Terres Dépossédées

Illustration symbolique de la collection Terres Dépossédées : crâne humain, visages autochtones et pages ensanglantées sur fond de temples orientaux et coupoles russes, dans une ambiance rouge sombre.

Manifeste

L’Histoire officielle est un crime maquillé. Elle ne raconte pas, elle trie. Elle justifie. Elle anesthésie.
Terres Dépossédées existe pour réarmer la mémoire, pas pour la panser. Pour rendre leurs noms aux trahis, aux vendus, aux effacés, aux réduits au silence.

Ce n’est pas une collection pour les repentis bien-pensants. C’est un espace de contre-enquête, de récits déterrés, de colères documentées.
Pas de neutralité ici : on parle de spoliation, de collaboration, de résistance noyée sous les médailles.

Ce qu’on appelle aujourd’hui “patrimoine commun” s’est souvent bâti sur des charniers, des pactes coloniaux, des deals entre élites.
Le savoir, ici, est sale. Il sent la terre, le sang et la page arrachée.

Titres à venir

  • Les Révoltes que l’Histoire a brûlées

Résistances censurées, soulèvements effacés, mémoire incendiée. Une archéologie politique des luttes invisibilisées.

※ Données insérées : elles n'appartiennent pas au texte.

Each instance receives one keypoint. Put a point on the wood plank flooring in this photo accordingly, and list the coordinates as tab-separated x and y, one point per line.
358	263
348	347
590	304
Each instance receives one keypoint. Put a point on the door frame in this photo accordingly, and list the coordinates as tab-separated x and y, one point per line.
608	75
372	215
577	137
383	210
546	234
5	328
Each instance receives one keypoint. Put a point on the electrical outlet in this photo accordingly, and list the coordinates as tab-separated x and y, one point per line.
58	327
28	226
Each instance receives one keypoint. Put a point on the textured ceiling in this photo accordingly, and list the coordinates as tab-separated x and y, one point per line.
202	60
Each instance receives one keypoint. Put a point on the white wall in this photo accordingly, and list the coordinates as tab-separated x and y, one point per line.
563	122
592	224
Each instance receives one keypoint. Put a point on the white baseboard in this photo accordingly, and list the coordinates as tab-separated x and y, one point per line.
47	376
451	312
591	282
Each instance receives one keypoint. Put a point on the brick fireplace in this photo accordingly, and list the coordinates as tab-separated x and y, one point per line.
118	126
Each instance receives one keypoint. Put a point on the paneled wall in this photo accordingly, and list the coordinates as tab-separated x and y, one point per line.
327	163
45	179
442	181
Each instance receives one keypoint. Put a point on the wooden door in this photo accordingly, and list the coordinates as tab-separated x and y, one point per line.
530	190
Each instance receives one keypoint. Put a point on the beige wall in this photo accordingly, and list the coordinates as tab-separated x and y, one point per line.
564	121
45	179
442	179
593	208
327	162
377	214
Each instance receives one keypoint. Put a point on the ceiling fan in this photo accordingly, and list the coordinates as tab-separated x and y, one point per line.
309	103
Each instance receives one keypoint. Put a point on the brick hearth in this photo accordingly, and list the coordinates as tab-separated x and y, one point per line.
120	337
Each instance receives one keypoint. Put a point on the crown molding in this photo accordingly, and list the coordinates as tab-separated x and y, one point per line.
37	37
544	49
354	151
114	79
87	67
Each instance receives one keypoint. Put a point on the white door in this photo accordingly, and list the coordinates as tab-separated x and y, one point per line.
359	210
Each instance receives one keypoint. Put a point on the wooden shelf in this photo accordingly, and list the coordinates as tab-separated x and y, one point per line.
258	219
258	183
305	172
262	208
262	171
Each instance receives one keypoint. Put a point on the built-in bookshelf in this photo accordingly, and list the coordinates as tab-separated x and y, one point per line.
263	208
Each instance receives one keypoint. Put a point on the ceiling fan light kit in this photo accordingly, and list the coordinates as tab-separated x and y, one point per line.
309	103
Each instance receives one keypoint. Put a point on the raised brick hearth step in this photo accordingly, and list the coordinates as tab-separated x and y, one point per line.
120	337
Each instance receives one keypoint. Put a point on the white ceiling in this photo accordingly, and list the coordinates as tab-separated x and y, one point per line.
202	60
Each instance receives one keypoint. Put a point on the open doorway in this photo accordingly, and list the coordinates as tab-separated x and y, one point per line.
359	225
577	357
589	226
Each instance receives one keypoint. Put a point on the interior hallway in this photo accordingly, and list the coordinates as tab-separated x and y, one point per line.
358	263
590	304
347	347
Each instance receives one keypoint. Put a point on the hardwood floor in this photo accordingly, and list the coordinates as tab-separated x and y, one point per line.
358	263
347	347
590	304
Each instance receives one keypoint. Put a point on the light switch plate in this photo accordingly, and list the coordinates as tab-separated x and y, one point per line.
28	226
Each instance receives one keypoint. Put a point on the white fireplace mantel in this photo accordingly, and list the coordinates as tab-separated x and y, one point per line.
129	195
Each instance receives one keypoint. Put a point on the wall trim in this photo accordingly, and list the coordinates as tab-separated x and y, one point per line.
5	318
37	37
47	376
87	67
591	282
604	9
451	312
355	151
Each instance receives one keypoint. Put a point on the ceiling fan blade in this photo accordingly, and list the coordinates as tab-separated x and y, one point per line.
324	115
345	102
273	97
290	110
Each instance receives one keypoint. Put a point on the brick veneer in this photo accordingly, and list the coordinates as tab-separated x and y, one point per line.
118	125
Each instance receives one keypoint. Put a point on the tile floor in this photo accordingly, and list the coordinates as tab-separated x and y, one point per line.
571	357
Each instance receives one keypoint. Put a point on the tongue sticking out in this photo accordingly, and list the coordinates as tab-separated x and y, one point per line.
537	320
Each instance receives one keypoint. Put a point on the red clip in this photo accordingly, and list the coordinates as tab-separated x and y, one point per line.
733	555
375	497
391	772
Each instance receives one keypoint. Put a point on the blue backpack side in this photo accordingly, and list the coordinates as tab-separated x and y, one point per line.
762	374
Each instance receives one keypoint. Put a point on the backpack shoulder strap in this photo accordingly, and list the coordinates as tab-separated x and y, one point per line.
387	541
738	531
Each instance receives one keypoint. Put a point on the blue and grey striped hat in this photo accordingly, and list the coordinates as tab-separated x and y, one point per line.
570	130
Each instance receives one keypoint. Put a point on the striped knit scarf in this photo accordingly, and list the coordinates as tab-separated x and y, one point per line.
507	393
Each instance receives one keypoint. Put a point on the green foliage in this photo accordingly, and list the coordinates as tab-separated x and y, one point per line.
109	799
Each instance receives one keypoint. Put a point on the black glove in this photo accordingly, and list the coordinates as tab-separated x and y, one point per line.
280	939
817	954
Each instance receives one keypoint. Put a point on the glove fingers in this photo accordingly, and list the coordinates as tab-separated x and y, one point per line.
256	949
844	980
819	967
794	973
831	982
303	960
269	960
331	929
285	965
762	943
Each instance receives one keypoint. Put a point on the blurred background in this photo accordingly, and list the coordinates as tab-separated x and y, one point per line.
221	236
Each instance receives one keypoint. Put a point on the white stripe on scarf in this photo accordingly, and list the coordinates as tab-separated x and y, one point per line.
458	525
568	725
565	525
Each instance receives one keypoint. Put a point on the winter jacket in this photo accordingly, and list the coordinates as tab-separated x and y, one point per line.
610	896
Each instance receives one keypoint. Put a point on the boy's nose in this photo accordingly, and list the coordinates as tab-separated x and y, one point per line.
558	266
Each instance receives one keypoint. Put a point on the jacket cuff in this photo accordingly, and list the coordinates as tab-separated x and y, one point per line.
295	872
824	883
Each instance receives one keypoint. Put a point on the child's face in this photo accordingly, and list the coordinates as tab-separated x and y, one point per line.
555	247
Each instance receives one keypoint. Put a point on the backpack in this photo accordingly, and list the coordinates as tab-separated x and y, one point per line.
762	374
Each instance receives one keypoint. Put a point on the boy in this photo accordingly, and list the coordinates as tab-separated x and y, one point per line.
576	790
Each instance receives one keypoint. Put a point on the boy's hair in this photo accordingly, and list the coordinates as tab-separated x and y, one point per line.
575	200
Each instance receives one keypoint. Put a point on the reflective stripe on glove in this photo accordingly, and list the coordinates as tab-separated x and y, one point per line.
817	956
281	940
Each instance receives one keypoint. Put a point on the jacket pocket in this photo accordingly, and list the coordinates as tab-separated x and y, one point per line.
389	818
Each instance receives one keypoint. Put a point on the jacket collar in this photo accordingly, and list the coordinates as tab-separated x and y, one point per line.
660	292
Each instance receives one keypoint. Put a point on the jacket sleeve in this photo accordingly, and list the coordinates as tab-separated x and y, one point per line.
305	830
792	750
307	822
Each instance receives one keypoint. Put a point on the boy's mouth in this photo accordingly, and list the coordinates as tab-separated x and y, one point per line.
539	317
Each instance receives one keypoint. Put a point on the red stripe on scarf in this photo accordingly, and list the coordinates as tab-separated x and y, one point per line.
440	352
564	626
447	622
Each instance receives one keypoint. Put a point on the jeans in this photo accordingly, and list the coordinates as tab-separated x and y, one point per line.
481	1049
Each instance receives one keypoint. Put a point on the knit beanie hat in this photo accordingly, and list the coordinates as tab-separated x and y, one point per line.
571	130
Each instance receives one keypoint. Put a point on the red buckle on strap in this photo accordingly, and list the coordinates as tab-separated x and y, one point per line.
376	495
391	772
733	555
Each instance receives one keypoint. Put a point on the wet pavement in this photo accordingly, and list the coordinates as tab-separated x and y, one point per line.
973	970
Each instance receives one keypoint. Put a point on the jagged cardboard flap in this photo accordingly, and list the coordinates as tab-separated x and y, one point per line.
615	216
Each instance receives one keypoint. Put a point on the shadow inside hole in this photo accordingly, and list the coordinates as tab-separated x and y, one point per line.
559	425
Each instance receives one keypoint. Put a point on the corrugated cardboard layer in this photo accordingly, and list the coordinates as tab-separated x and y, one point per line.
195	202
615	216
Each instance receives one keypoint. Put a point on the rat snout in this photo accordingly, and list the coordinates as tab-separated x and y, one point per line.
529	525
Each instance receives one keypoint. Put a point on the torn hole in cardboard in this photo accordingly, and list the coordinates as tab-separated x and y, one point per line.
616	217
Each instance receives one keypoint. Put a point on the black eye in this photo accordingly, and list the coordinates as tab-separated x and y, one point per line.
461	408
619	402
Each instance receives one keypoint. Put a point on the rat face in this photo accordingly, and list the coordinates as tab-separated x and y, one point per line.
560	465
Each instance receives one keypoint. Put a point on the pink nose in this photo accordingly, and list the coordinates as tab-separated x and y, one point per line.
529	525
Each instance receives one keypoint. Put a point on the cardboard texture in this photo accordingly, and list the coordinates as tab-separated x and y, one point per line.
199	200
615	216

  • Les Traîtres noirs de l’ordre blanc

Quand des élites autochtones ont servi le colonialisme : complicité, hiérarchisation raciale et soumission rentable.

  • Silence sur les Rizières Rouges

Mémoire étouffée des paysannes asiatiques, luttes rurales féminines, répression silencieuse à l’Est.

  • La Mémoire ne s’exporte pas

Marchandisation mémorielle, blanchiment culturel, musées-vampires : l’histoire comme bien d’exportation.

  • Nous ne voulons pas être inclus

Refus de l’assimilation, désobéissance culturelle, appel radical à la rupture.

“L’Histoire qu’on ne t’a pas racontée n’est pas perdue. Elle a juste été bâillonnée.”